This video explores how we can discover or create a “well-structured containment model” for an existing code-base.
Previously we asserted that “well-structured containment”
is a hierarchical organization of all of the files in a code-base, into containers, so that
no containers contain too many files or child-containers, and
The dependency relationships between containers is acyclic
Such a model will give us the foundation we need for defining a software architecture, with the associated benefits that we are looking for.
To construct our containment model we will draw on what is available
The implemented sea of source files, or classes, and their countless interdependencies, and/or
The current physical organization of those source files into folders, packages, assemblies, jar files, Maven projects, or whatever. All things being equal,
we will aim to create a containment model from these artefacts that assumes as little code-level refactoring as possible.

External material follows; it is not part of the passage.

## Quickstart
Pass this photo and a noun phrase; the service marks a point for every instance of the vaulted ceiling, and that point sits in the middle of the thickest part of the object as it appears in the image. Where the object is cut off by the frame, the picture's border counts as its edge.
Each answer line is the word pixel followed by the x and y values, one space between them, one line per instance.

Building containment using just the source files
means identifying cohesive clusters of files and recursively grouping them
Since this approach ignores the current physical structures, it is likely to diverge considerably from them (which we may or may not consider to be desirable)
But it will always be possible to align the physical organization with the model, once we have figured out what that model is
Although this requires the analysis of a vast amount of dependency data, this analysis and the identification of cohesive clusters can be helped a lot by automatic processing, so
This approach can often be quicker than “fixing” highly tangled existing structures
Using physical structures means initializing the containment model to reflect the current physical grouping of files
And then moving files and containers around, and refactoring the code (or at least simulating this) to change or remove inter-container dependencies
Primarily the focus tends to be on disentangling the containers
This approach will naturally result in a model that is more closely aligned with current physical structures
And again it will be possible to make the corresponding changes to the codebase so that the physical structure is fully realigned to the model if this is desired
Model construction in this way is largely a manual process, but again automated analysis and guidance can make it quite feasible,
even if it is sometimes harder than starting with a clean slate.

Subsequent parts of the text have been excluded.